The Software Café
Software, quality and lunch in a time before the internet.
There was a time when if you wanted to know the news you bought a newspaper or listened to the wireless. You paid people in cash or wrote them cheques and did your banking at a building in the High Street. You might even have had a chat with the cashier while you were at it. The High Street was full of shops to buy things and you couldn't lose your life savings in a few seconds because there was a bookmaker between you and ruin, and he only opened for a few hours a day. You went to the library to look up facts in encyclopedias or reference tomes and the secret of great food was held in the bound pages of recipe books.
There were only two types of ticket for the train available at the station and the prices remained much the same from day to day.
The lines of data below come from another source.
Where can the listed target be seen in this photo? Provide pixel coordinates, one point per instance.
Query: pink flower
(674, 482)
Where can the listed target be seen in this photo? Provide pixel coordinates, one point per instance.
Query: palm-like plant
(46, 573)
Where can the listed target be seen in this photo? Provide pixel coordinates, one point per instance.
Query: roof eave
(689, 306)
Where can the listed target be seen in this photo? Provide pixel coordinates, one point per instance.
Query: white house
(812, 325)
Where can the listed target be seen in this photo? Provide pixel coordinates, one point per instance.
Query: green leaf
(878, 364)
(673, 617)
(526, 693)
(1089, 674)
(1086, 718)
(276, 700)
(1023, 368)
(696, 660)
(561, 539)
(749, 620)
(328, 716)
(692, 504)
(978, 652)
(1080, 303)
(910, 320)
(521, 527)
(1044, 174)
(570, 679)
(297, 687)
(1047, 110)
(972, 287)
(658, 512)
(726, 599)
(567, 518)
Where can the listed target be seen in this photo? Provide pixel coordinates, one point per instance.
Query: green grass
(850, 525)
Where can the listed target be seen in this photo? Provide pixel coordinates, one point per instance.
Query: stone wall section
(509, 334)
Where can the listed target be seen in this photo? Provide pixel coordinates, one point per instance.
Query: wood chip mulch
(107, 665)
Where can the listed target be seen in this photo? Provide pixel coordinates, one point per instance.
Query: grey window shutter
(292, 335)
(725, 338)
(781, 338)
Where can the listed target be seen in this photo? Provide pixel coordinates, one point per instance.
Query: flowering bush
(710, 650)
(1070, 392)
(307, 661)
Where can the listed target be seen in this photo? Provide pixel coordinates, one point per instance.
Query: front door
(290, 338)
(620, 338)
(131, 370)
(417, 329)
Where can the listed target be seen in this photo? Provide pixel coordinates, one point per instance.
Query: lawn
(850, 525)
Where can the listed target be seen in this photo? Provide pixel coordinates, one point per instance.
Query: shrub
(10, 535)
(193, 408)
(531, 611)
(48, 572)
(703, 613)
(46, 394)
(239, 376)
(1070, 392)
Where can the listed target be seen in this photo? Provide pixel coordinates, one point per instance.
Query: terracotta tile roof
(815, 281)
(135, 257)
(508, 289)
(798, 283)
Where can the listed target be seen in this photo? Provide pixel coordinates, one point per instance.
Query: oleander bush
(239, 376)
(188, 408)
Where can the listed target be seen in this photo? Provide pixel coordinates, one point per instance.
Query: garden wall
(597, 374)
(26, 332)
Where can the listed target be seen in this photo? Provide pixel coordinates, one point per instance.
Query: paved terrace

The travel agent would book flights and hotels for you, get you your favourite seat on the plane and give you a paper ticket. Telephones were fixed by a wire to the wall and were used for genuine communications rather than money scams. If you were lonely you looked in the lonely hearts column of the local newspaper or simply went to the pub, or took up country dancing, or phoned your cousin. Entertainment was delivered to your TV according to a schedule and if you weren't there you missed it, except if you had a flash video tape recorder. There was another shop in the high street that sold you music on vinyl records, some of which were not black. Software came through the post on a CD with a printed user manual. There was a time before the internet.
The software programmers of the day were masters of rare and charmed runes in Ada, Lisp, C, FORTRAN and COBOL. Their tools were exquisitely crafted Sun Sparcstations, Silicon Graphics Crimsons and Acorn Archimedes. It was a time of great creativity and exploration. Software development was a frontier and the map was being drawn in real-time. Programmers looked for the right way to do software, quality, and when they remembered, lunch. It was a noble quest. Then a bunch of dudes realised there was a fortune to be made selling porn directly over the phone line to a person's computer. Programming suddenly had a real purpose, the money to support it and thanks to Tim Berners-Lee setting it up right, the internet was born. Then there is the time with the internet. But just before that was the Software Café and the small matter of a speed-of-light transference machine to get you between restaurants.